On Sunday night my 7 year old DNUK desktop would not turn off but was clearly not actually on. On Monday I took the PSU out, on Wednesday a friend lent me a spare and the rest of the computer is okay.
Today I've ordered a cheap silent PSU to replace the noisy and now dead one that was originally in there.
I got a new camera just before our summer holiday and have been doing my best to take lots of pictures, forcing myself to post a regular photo blog. I've not quite managed a photo per day, but I've managed to get a fairly regular steam of pictures loaded up.
As I said at the end of 2010 Gordon managed to flood the economy with cheap money which brought the economy skipping out artificially early of recession, only to start sliding back in as I suggested. We are not quite in the full blown state of recession, but it's clear to all that the UK isn't in a good place and until the debt has been wiped out we aren't going anywhere fast.

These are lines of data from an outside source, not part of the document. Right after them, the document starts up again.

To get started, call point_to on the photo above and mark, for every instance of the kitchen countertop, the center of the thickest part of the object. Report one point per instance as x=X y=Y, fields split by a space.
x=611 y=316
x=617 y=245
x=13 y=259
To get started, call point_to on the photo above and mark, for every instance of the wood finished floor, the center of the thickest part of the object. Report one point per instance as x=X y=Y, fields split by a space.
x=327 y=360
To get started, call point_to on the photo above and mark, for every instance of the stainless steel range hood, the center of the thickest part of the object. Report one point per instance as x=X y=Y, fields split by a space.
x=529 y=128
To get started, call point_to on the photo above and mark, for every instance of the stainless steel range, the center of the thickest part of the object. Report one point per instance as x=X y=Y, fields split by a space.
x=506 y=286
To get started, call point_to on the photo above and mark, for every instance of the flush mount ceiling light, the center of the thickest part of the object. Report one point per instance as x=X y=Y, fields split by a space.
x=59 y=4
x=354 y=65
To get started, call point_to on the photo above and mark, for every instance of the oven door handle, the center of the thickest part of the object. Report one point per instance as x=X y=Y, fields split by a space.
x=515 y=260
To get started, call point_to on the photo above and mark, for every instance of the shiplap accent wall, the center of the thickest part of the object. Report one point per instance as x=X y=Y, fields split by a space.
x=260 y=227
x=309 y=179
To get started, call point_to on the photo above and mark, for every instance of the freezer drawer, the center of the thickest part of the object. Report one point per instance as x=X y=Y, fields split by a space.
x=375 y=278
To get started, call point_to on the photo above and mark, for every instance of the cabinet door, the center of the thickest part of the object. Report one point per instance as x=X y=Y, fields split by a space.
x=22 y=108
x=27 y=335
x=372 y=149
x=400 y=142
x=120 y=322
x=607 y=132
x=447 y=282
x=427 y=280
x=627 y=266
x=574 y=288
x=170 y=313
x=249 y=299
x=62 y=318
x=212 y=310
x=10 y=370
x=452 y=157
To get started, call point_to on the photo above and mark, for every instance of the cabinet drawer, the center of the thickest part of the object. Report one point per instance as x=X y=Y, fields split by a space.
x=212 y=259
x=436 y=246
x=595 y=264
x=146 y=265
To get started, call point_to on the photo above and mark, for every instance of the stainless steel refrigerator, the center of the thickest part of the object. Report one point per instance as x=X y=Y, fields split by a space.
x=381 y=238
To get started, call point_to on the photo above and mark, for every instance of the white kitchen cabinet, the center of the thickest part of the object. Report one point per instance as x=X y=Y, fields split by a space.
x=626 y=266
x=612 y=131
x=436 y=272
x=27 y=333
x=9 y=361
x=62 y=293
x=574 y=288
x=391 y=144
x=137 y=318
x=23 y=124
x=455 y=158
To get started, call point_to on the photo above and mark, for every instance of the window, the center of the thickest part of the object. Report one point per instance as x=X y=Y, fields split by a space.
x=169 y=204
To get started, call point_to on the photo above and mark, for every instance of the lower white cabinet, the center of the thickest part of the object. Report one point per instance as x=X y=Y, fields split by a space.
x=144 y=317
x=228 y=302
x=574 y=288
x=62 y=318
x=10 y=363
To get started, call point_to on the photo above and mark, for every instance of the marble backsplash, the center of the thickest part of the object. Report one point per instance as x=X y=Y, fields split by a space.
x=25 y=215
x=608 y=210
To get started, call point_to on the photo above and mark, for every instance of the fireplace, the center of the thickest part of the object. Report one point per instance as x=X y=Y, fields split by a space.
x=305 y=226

On the IT front, 2012 will be very much as 2011:
Bye bye 2011, Happy New 2012!
After a very long delay I have upgraded this server from Debian Lenny to Squeeze. It has taken about an hour and has gone pretty well, just a few hand edits required. The key services of email and web are still working properly and I've not locked myself out or anything silly yet!
On a server you don't get lots of new toys to play with in the way you do on a desktop system, and it's more important that it works than it's shiny, so the only reason I've done the upgrade now is so that it's before Lenny comes to the end of security upgrades - which is important.

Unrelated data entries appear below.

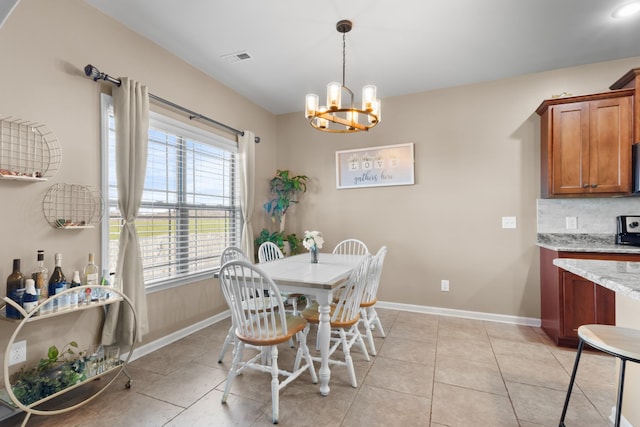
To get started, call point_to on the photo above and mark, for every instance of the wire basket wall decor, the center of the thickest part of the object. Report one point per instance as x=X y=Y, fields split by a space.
x=28 y=151
x=72 y=206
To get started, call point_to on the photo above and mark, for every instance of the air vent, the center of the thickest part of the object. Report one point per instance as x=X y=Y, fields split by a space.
x=232 y=58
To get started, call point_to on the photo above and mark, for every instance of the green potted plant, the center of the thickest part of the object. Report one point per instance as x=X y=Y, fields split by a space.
x=285 y=188
x=59 y=370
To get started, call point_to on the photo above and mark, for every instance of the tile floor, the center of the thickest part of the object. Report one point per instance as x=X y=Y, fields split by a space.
x=430 y=371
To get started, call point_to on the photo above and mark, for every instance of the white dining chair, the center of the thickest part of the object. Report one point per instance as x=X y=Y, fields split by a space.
x=269 y=251
x=351 y=247
x=345 y=314
x=233 y=253
x=261 y=328
x=368 y=315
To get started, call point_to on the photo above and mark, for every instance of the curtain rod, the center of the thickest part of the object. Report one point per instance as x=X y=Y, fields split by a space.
x=96 y=75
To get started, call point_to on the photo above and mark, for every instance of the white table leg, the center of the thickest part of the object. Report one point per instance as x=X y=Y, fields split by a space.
x=324 y=336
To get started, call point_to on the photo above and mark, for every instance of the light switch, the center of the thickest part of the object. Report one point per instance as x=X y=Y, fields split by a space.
x=509 y=222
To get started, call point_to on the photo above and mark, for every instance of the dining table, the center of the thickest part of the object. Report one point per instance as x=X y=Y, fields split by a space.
x=297 y=274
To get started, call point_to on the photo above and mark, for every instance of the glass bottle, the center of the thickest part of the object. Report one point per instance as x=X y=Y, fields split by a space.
x=91 y=276
x=30 y=297
x=40 y=278
x=15 y=290
x=106 y=283
x=74 y=297
x=58 y=283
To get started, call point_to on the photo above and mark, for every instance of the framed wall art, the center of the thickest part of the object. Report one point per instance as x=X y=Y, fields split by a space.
x=375 y=167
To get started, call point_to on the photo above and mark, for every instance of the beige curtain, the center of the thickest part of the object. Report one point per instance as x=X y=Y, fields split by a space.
x=246 y=157
x=131 y=112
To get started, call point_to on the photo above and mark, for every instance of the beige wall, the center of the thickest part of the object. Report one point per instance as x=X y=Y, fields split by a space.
x=476 y=160
x=44 y=46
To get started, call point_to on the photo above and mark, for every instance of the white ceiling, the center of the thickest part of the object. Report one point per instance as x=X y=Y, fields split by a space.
x=401 y=46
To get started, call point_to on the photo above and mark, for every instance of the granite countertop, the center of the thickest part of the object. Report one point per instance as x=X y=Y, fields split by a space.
x=619 y=276
x=597 y=243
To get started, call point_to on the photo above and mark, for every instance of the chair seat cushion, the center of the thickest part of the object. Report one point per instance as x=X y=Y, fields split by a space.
x=615 y=340
x=295 y=324
x=369 y=303
x=312 y=315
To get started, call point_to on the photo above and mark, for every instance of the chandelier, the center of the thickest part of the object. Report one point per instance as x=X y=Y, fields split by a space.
x=333 y=117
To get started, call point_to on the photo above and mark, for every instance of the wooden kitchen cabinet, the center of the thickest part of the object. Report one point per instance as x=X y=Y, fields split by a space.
x=584 y=302
x=586 y=145
x=568 y=301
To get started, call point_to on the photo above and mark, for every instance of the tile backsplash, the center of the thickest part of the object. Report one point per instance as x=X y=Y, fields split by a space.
x=594 y=216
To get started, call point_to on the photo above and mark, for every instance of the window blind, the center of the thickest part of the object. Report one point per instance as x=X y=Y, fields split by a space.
x=190 y=205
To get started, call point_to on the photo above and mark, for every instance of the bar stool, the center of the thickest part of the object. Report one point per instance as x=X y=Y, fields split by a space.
x=623 y=343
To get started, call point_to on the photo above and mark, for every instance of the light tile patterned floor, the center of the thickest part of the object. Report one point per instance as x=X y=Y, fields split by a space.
x=430 y=371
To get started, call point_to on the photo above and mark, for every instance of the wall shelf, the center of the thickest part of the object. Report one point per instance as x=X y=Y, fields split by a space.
x=7 y=396
x=72 y=206
x=29 y=151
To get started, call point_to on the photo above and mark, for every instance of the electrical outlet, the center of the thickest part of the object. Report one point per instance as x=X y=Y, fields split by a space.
x=509 y=222
x=18 y=353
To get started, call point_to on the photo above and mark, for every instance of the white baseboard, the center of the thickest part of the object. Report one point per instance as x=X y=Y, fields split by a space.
x=623 y=421
x=476 y=315
x=145 y=349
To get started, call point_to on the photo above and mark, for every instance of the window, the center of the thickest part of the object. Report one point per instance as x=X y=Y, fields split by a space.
x=190 y=206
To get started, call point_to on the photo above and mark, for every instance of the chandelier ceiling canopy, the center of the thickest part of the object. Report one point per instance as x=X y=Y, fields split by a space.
x=334 y=117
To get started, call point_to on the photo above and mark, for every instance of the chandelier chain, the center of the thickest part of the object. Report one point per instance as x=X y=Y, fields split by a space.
x=344 y=57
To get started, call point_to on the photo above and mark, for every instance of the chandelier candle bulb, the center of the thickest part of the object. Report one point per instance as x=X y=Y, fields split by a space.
x=312 y=105
x=334 y=95
x=368 y=97
x=377 y=107
x=323 y=123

This autumn has been very strange. We had a cool/snowy winter which is apparently bad for shops, we then had a very mild spring - which is bad for shops, then a cool damp summer - which is bad for shops and now we have a mild dry autumn - which is bad for shops. I wish people would stop their drivel - we're in the middle of a bloody recession what the hell do they expect?
Anyway back to colour, last weekend we went for a walk and I took lots of pictures. I've started to upload them to my Picasa account in the Overton album - the autumn ones are at the end of the album. It was a very pretty day and I will have to share are few more pictures - once I've processed them.
This year we have been busy at work, with two big successful project deployments this autumn. As a reward we decided to take a day off work and go and watch the steam engines go by at the Mid Hants Railway "Watercress Line". They had a three day special this October so we went down on the Friday, hoping to avoid the weekend rush.
We didn't quite arrive as early as I would have liked but no matter we took the train from Ropley Station to New Alresford on a A4 hauled train. At each station the trains sit about so we took some pictures before going to get fish and chips in town. After lunch we took a "Lord Nelson" hauled train back to Ropley where there is a bit more space to take pictures from.
It was a lovely day, very unseasonably warm sunshine and we found a nice spot on the path just outside Ropley station to take lots of pictures from.
I took over 200 photos, though only a handful are any good once you have removed the rejects and duplicates. Digital may not have the same charm that Kodachrome did, but it's a lot cheaper if you aren't a great photographer!
It's taken a while to sort out, but the pictures are now on the web in my Google Picasa album: Watercress Line. As I finish off going through them I will probably add a few more pictures of the next few months.
We had a fantastic holiday this summer and with two digital cameras with us we took over 500 photographs. It's fair to say that the vast majority were pants and will be deleted as we process them. The ones that have come out okay are being uploaded to my Google/Picasaweb account and can be viewed now. I've also been going through our previous year's holiday snaps and uploading them too!
Some of the albums are private/invite only. Public albums only contain places and have no identifiable people in them.